Offenbar war einfach dessen Name von Pfau zu Faw mutiert. Allerdings ging aus keinen Akten, die ich zu dieser Person ausfindig machen konnte, irgend etwas hervor, was auf religiösen Nonkonformismus schliessen liess. Keine Kontakte zu Täufern und Mennoniten, keine Präsenz in pietistischen oder separatistischen Konventikeln – weder bei ihm, noch bei seinen Eltern oder Geschwistern.
Einzig an einer kleinen unscheinbaren Stelle horchte ich auf: Bei seiner Taufe in Biel-Benken war ein (Hans) Jakob Pfau aus Muttenz Götti (=Pate)! Es war höchstwahrscheinlich genau derjenige (Hans) Jakob Pfau, der sich – wie oben geschildert! – einige Monate zuvor in Muttenz als «Pietist» geoutet hatte. Das ist zwar kein Beweis, aber doch ein Indiz dafür, dass möglicherweise dieser Pate bei seinem Göttikind den Samen gesät hatte, der später – vielleicht erst in neuer Umgebung in Nordamerika – mit seiner Hinwendung zu den Schwarzenauer Täufern aufging.
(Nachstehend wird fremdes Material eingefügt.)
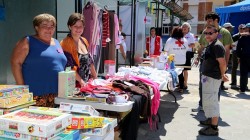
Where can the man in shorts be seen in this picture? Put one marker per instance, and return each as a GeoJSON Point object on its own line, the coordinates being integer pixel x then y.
{"type": "Point", "coordinates": [213, 72]}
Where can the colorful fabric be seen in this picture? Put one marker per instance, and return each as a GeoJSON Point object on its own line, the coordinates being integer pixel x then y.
{"type": "Point", "coordinates": [105, 31]}
{"type": "Point", "coordinates": [45, 100]}
{"type": "Point", "coordinates": [157, 45]}
{"type": "Point", "coordinates": [41, 66]}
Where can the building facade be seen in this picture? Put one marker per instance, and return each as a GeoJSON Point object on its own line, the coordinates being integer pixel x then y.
{"type": "Point", "coordinates": [199, 8]}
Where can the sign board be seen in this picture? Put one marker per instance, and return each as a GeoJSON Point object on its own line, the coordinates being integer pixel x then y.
{"type": "Point", "coordinates": [2, 13]}
{"type": "Point", "coordinates": [148, 20]}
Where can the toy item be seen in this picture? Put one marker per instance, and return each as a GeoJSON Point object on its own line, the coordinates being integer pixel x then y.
{"type": "Point", "coordinates": [66, 83]}
{"type": "Point", "coordinates": [171, 61]}
{"type": "Point", "coordinates": [163, 57]}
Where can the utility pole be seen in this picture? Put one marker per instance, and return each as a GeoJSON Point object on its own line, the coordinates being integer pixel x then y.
{"type": "Point", "coordinates": [171, 19]}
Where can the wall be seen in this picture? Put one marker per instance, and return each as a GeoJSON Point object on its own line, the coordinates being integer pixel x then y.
{"type": "Point", "coordinates": [17, 24]}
Feststeht jedenfalls, dass der Sattler Jakob Pfau im Herbst 1749 mit seiner Frau Catharina Dyssly und Kindern (KB Biel-Benken 3, 392) Biel-Benken verlässt und sich nach einer schwierigen Überfahrt vorerst in Frederickstown (Maryland) im Shenandoah Valley (heute Winchester) niederlässt (SCHELBERT/RAPPOLT 1977, 136.431). Denn, so schreibt er in einem Brief vom 17. September 1750 an seine Verwandten in der Schweiz, „ihm Pänßelfania iß aleß besätz“ (= in Pennsylvania ist alles besetzt). Nach dem Tod seiner Frau verheiratet sich Jakob Pfau ein zweites Mal – erneut mit einer Biel-Benkemerin, Anna Magdalena Jundt. Später zieht er nach North Carolina weiter, wo er 1772 bei Winston-Salem die Fraternity Church gründet, die er und seine Nachkommen während mehrerer Generationen massgeblich mitprägen.